Este momento de impulso ha permitido a Citi, y a Raghavan, estar a la vanguardia en la asignación de talento y capital al banco. La oleada de fichajes de Raghavan ha afectado especialmente a JPMorgan.
Parte del mensaje a los nuevos empleados es que pueden ayudar a impulsar un cambio significativo en un banco como Citi, en lugar de conformarse con lo que se podría hacer en una empresa como JPMorgan, por ejemplo, con poca cuota de mercado por conquistar.
En opinión de Raghavan, «hay muchos lugares donde trabajar es como el Día de la Marmota... Y lo que uno encuentra muy a menudo es que gente que lleva mucho tiempo en un puesto se queja de lo monótono que es'».
El ejecutivo tendrá que encontrar un delicado equilibrio entre la contratación de los mejores talentos en un mercado laboral tremendamente competitivo y el objetivo general de Citi de controlar los gastos, lo cual ha sido un punto delicado para los inversores y una parte crucial de la búsqueda de rentabilidad de Fraser.
En relación a las contrataciones, Raghavan, explicó que la «homogeneidad en la estructura de compensación» es innegociable. Su nueva plantilla, compuesta por más de una docena de ex colegas de JPMorgan, no incluye a grandes estrellas.

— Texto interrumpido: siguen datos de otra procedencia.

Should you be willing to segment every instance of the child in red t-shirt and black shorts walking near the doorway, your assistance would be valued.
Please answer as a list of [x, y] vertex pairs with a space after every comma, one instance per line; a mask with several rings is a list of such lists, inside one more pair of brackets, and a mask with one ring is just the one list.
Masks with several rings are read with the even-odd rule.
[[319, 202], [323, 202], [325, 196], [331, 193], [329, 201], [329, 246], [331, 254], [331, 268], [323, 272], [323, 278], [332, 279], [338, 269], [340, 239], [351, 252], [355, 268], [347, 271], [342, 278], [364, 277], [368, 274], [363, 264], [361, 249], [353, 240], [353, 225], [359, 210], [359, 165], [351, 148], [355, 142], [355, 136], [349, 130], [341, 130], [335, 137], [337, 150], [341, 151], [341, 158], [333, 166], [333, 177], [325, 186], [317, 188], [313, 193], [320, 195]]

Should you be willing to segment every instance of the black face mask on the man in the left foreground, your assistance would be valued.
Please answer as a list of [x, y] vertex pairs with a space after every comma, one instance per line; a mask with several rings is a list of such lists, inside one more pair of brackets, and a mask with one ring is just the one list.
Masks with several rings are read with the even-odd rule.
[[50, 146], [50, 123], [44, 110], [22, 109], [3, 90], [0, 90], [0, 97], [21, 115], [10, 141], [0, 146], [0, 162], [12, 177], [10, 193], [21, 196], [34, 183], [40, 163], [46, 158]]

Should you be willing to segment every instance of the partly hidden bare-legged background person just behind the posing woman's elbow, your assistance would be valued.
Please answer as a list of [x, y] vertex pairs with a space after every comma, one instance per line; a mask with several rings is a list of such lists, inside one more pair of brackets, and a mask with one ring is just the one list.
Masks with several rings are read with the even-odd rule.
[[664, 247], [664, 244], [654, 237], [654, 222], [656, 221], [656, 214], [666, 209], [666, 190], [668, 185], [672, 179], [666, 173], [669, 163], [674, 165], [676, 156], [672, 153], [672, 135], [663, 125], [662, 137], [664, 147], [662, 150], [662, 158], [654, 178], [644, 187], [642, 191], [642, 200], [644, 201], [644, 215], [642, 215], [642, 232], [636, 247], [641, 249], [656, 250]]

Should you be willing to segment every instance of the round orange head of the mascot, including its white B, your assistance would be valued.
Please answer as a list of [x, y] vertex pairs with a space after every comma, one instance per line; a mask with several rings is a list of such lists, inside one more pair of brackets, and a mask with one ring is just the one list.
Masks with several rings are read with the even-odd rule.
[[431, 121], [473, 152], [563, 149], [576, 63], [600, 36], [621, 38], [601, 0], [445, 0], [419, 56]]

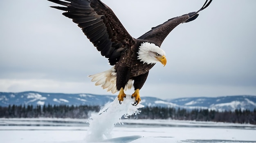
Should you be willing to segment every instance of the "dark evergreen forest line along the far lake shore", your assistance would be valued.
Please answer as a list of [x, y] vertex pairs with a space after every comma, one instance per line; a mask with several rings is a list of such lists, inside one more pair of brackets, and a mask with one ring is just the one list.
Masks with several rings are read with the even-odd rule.
[[[218, 112], [208, 109], [175, 109], [170, 107], [150, 107], [139, 109], [141, 113], [129, 116], [129, 119], [177, 119], [195, 121], [216, 121], [229, 123], [256, 124], [254, 111], [236, 109], [235, 111]], [[0, 106], [0, 118], [79, 118], [88, 119], [91, 112], [99, 112], [100, 106], [67, 106], [67, 105], [9, 105]]]

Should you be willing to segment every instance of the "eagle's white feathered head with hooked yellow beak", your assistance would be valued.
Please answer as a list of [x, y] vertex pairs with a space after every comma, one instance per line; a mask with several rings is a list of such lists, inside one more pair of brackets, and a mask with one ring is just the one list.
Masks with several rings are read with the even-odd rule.
[[160, 62], [166, 65], [166, 55], [164, 50], [155, 45], [154, 43], [144, 42], [139, 46], [138, 59], [147, 64]]

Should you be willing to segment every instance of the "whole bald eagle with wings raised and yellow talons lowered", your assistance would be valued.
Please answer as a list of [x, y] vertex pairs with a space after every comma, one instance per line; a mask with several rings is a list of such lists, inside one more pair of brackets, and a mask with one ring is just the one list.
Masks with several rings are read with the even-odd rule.
[[166, 36], [177, 25], [191, 22], [198, 13], [207, 8], [212, 0], [206, 0], [196, 12], [174, 17], [153, 27], [141, 37], [133, 38], [118, 20], [115, 13], [100, 0], [48, 0], [63, 6], [52, 8], [66, 11], [64, 16], [71, 18], [83, 30], [102, 56], [108, 58], [113, 67], [105, 72], [89, 76], [95, 85], [101, 85], [112, 93], [119, 91], [119, 103], [124, 101], [124, 90], [132, 88], [137, 105], [140, 101], [139, 90], [144, 85], [149, 70], [160, 62], [166, 65], [166, 53], [160, 46]]

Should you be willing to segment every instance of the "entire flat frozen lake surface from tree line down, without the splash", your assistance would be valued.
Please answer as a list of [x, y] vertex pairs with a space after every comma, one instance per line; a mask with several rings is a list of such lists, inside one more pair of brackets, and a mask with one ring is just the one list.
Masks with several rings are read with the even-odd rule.
[[[36, 121], [38, 124], [35, 124]], [[60, 123], [61, 121], [63, 123]], [[89, 126], [84, 126], [85, 119], [0, 119], [0, 122], [2, 122], [0, 125], [1, 143], [92, 143], [84, 140], [85, 134], [89, 130]], [[34, 124], [24, 126], [24, 122], [26, 124], [33, 122]], [[43, 124], [41, 124], [42, 122]], [[80, 122], [80, 126], [79, 124], [71, 126], [67, 122]], [[208, 122], [137, 119], [122, 119], [122, 122], [124, 122], [124, 125], [115, 126], [111, 132], [112, 137], [119, 140], [113, 139], [107, 143], [122, 143], [127, 141], [125, 137], [130, 137], [131, 139], [131, 136], [141, 138], [134, 138], [135, 140], [130, 143], [256, 142], [256, 125], [225, 125], [225, 123], [209, 122], [209, 124], [214, 124], [216, 127], [198, 127], [201, 124], [207, 125]], [[132, 126], [130, 126], [130, 123], [133, 123]], [[141, 123], [144, 123], [143, 126]], [[166, 124], [166, 126], [163, 126], [163, 124]], [[169, 124], [182, 126], [168, 126]], [[93, 143], [106, 142], [97, 141]]]

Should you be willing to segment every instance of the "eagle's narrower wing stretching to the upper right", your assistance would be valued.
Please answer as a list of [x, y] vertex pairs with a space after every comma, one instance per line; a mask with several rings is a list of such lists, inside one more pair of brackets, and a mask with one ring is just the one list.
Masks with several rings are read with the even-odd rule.
[[202, 11], [203, 9], [207, 8], [209, 4], [211, 3], [212, 0], [204, 3], [201, 9], [199, 9], [196, 12], [191, 12], [188, 14], [184, 14], [179, 17], [174, 17], [163, 24], [160, 24], [156, 27], [153, 27], [150, 31], [146, 32], [144, 35], [139, 37], [138, 39], [144, 39], [148, 41], [153, 41], [156, 45], [160, 47], [166, 36], [179, 24], [184, 23], [184, 22], [191, 22], [195, 20], [198, 17], [198, 13]]

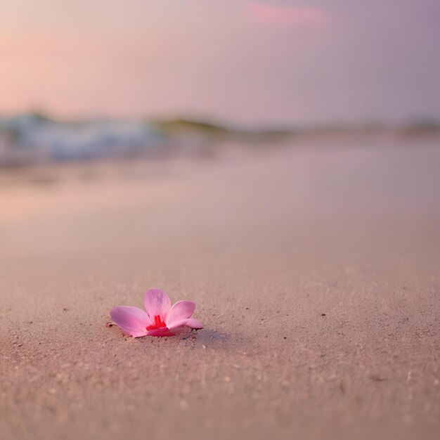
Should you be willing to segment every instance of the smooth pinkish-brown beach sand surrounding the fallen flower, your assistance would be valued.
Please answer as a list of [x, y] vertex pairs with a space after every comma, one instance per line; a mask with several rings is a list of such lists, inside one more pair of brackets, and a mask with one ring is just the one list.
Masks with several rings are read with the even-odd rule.
[[[0, 171], [0, 432], [436, 439], [440, 149]], [[126, 337], [160, 287], [198, 332]]]

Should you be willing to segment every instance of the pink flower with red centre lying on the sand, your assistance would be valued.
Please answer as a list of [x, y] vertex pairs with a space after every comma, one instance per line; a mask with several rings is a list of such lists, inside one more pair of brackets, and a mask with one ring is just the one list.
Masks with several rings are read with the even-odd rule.
[[195, 304], [179, 301], [171, 306], [171, 301], [160, 289], [149, 289], [143, 297], [145, 311], [131, 306], [117, 306], [110, 310], [113, 322], [133, 337], [173, 336], [192, 328], [203, 328], [197, 319], [190, 318]]

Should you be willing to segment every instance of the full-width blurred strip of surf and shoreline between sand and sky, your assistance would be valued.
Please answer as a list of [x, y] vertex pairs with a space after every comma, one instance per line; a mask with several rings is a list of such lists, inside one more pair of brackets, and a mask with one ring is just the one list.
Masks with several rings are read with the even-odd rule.
[[217, 145], [273, 146], [292, 139], [318, 139], [332, 143], [343, 138], [440, 139], [439, 124], [403, 127], [243, 128], [194, 119], [147, 121], [143, 119], [85, 119], [61, 121], [40, 113], [0, 117], [0, 167], [25, 167], [100, 158], [151, 157], [158, 155], [210, 155]]

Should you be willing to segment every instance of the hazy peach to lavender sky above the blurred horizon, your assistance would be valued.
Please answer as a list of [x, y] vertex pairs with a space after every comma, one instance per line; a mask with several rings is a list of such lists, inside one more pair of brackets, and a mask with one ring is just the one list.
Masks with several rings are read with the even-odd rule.
[[439, 0], [0, 0], [0, 113], [440, 119]]

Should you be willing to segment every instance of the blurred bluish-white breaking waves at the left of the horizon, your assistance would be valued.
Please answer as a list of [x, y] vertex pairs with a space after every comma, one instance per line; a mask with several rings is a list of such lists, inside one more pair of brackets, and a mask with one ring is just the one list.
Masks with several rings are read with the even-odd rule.
[[154, 150], [163, 136], [141, 121], [60, 122], [39, 115], [0, 118], [0, 166], [90, 160]]

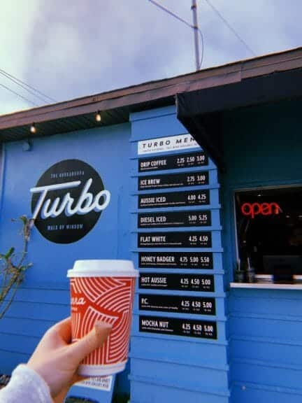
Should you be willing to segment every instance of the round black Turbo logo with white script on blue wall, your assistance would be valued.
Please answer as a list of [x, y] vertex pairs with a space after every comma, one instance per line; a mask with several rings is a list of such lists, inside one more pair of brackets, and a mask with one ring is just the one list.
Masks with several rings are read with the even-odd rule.
[[49, 241], [72, 243], [96, 225], [110, 202], [99, 174], [86, 162], [52, 165], [31, 188], [31, 212], [38, 231]]

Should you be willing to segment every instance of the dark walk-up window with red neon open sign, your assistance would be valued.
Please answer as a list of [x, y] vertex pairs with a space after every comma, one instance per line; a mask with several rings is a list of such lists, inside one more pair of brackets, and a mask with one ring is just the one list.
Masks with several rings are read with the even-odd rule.
[[237, 281], [302, 284], [302, 186], [239, 191], [235, 203]]

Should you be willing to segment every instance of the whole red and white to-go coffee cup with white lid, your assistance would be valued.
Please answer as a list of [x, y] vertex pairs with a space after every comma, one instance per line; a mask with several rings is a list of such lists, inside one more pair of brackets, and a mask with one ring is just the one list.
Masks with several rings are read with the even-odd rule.
[[103, 376], [122, 372], [128, 359], [138, 271], [130, 260], [76, 260], [67, 276], [73, 341], [92, 330], [96, 321], [112, 325], [108, 339], [82, 361], [78, 374]]

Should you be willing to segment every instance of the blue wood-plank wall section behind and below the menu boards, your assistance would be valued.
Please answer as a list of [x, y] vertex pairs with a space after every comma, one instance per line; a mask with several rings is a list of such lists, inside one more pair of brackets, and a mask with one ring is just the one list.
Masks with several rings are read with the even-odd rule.
[[[154, 190], [146, 190], [138, 192], [138, 157], [162, 157], [163, 155], [175, 154], [175, 151], [168, 153], [156, 153], [148, 155], [138, 155], [138, 141], [145, 139], [156, 139], [166, 136], [176, 136], [185, 134], [187, 130], [178, 122], [175, 116], [175, 108], [173, 106], [167, 108], [154, 109], [153, 111], [145, 111], [134, 113], [131, 115], [131, 158], [132, 158], [132, 203], [131, 213], [132, 219], [132, 251], [133, 260], [136, 267], [138, 263], [138, 252], [147, 251], [145, 248], [137, 247], [138, 228], [138, 195], [150, 194]], [[200, 148], [197, 148], [200, 150]], [[180, 150], [177, 153], [192, 152], [191, 150]], [[203, 208], [220, 208], [218, 201], [217, 169], [213, 162], [209, 162], [210, 169], [210, 188], [213, 192], [211, 195], [211, 206]], [[173, 169], [168, 171], [157, 171], [158, 174], [175, 174], [180, 171], [194, 171], [189, 169]], [[196, 170], [196, 168], [195, 168]], [[149, 173], [149, 175], [152, 173]], [[196, 187], [199, 189], [199, 187]], [[195, 188], [195, 189], [196, 189]], [[204, 188], [204, 187], [202, 187]], [[182, 188], [187, 190], [192, 188]], [[159, 192], [164, 192], [159, 190]], [[168, 191], [177, 191], [178, 188]], [[157, 191], [155, 191], [157, 192]], [[182, 209], [192, 209], [193, 207], [184, 207]], [[175, 211], [179, 208], [152, 208], [152, 211]], [[148, 209], [143, 209], [143, 213]], [[213, 223], [214, 225], [214, 223]], [[227, 341], [225, 334], [225, 315], [224, 315], [224, 282], [222, 270], [222, 248], [220, 243], [220, 219], [217, 217], [215, 223], [217, 231], [217, 242], [213, 241], [213, 250], [215, 253], [215, 264], [211, 270], [196, 271], [194, 269], [159, 269], [154, 267], [148, 269], [152, 273], [189, 273], [189, 274], [215, 274], [215, 292], [185, 292], [173, 290], [139, 290], [136, 288], [136, 302], [134, 305], [134, 325], [131, 337], [131, 402], [132, 403], [153, 403], [153, 402], [205, 402], [205, 403], [227, 403], [229, 402], [229, 367], [227, 365]], [[164, 228], [168, 232], [174, 230], [185, 230], [186, 228]], [[196, 229], [196, 228], [191, 228]], [[213, 229], [213, 228], [211, 228]], [[152, 232], [149, 229], [148, 232]], [[149, 251], [163, 251], [164, 249], [149, 249]], [[166, 249], [168, 250], [168, 249]], [[173, 249], [175, 250], [175, 249]], [[181, 249], [183, 250], [183, 249]], [[192, 249], [187, 249], [192, 251]], [[195, 249], [201, 250], [201, 249]], [[203, 249], [204, 250], [204, 249]], [[146, 269], [141, 269], [141, 273]], [[152, 295], [194, 295], [203, 297], [215, 297], [217, 304], [216, 316], [201, 316], [184, 313], [170, 313], [159, 311], [140, 311], [138, 306], [139, 293], [147, 292]], [[195, 320], [216, 320], [217, 321], [217, 340], [200, 339], [196, 337], [177, 336], [175, 334], [152, 334], [141, 332], [139, 330], [140, 315], [160, 316], [166, 318], [192, 318]]]

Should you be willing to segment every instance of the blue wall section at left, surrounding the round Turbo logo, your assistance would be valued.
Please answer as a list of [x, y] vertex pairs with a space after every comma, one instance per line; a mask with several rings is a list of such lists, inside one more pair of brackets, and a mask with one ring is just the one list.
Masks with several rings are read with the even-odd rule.
[[[52, 164], [78, 159], [91, 165], [110, 191], [108, 207], [94, 228], [75, 243], [52, 243], [32, 230], [26, 274], [15, 302], [0, 320], [0, 373], [27, 361], [45, 330], [69, 316], [69, 283], [66, 272], [78, 259], [129, 259], [130, 125], [116, 125], [32, 141], [29, 151], [22, 142], [4, 146], [1, 193], [0, 250], [21, 246], [20, 225], [11, 221], [31, 215], [31, 193], [38, 178]], [[129, 392], [127, 372], [117, 383]]]

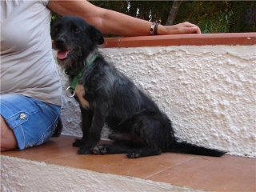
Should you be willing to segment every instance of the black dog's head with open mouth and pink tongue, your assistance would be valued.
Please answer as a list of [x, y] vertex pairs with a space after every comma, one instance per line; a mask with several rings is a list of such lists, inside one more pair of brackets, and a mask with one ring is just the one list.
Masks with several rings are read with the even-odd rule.
[[[51, 27], [53, 47], [58, 50], [58, 63], [66, 69], [78, 68], [78, 63], [104, 43], [103, 34], [94, 26], [78, 17], [65, 16]], [[81, 66], [80, 66], [81, 67]]]

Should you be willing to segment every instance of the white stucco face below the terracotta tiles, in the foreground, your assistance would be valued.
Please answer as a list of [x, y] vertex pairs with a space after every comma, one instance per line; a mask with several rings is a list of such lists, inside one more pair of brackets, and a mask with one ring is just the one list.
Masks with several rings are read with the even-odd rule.
[[140, 178], [102, 174], [90, 170], [55, 166], [22, 158], [1, 156], [1, 191], [166, 192], [202, 191]]

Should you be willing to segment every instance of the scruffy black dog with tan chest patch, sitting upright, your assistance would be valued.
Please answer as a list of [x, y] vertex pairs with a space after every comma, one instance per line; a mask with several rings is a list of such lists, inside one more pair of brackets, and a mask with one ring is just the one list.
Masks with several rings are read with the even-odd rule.
[[[158, 106], [98, 53], [102, 32], [82, 18], [63, 17], [51, 30], [58, 62], [70, 77], [71, 94], [80, 103], [82, 139], [78, 154], [123, 154], [138, 158], [180, 152], [222, 156], [187, 142], [177, 142], [170, 119]], [[72, 95], [73, 96], [73, 95]], [[102, 127], [112, 130], [114, 145], [97, 146]]]

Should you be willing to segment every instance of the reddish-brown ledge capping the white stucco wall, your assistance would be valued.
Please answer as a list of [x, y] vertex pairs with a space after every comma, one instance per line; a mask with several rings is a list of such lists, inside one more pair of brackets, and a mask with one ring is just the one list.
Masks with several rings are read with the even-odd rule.
[[105, 38], [102, 48], [142, 46], [251, 46], [256, 44], [256, 33], [230, 34], [171, 34]]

Otro desafío será mantener el apoyo del personal mientras renueva la cultura del banco para hacerla más agresiva. «Vis tiene fama de ser exigente, y no todo el mundo lo encaja igual», explica Mike Mayo, analista de Wells Fargo. «Citi necesita una reestructuración, pero siempre es difícil encontrar la manera de ser lo suficientemente exigente para lograr el rendimiento deseado sin distanciarse de las personas asignadas».
Raghavan asegura que la «intensidad» se da por descontado cuando contrata a nuevos empleados. Esa misma palabra la usan a menudo antiguos y actuales colegas para describirlo a él y a su estilo de gestión.
Un banquero senior reflexionó sobre los motivos. En su opinión, «su misión es reemplazar a Jane, pero el reloj biológico `no se detiene».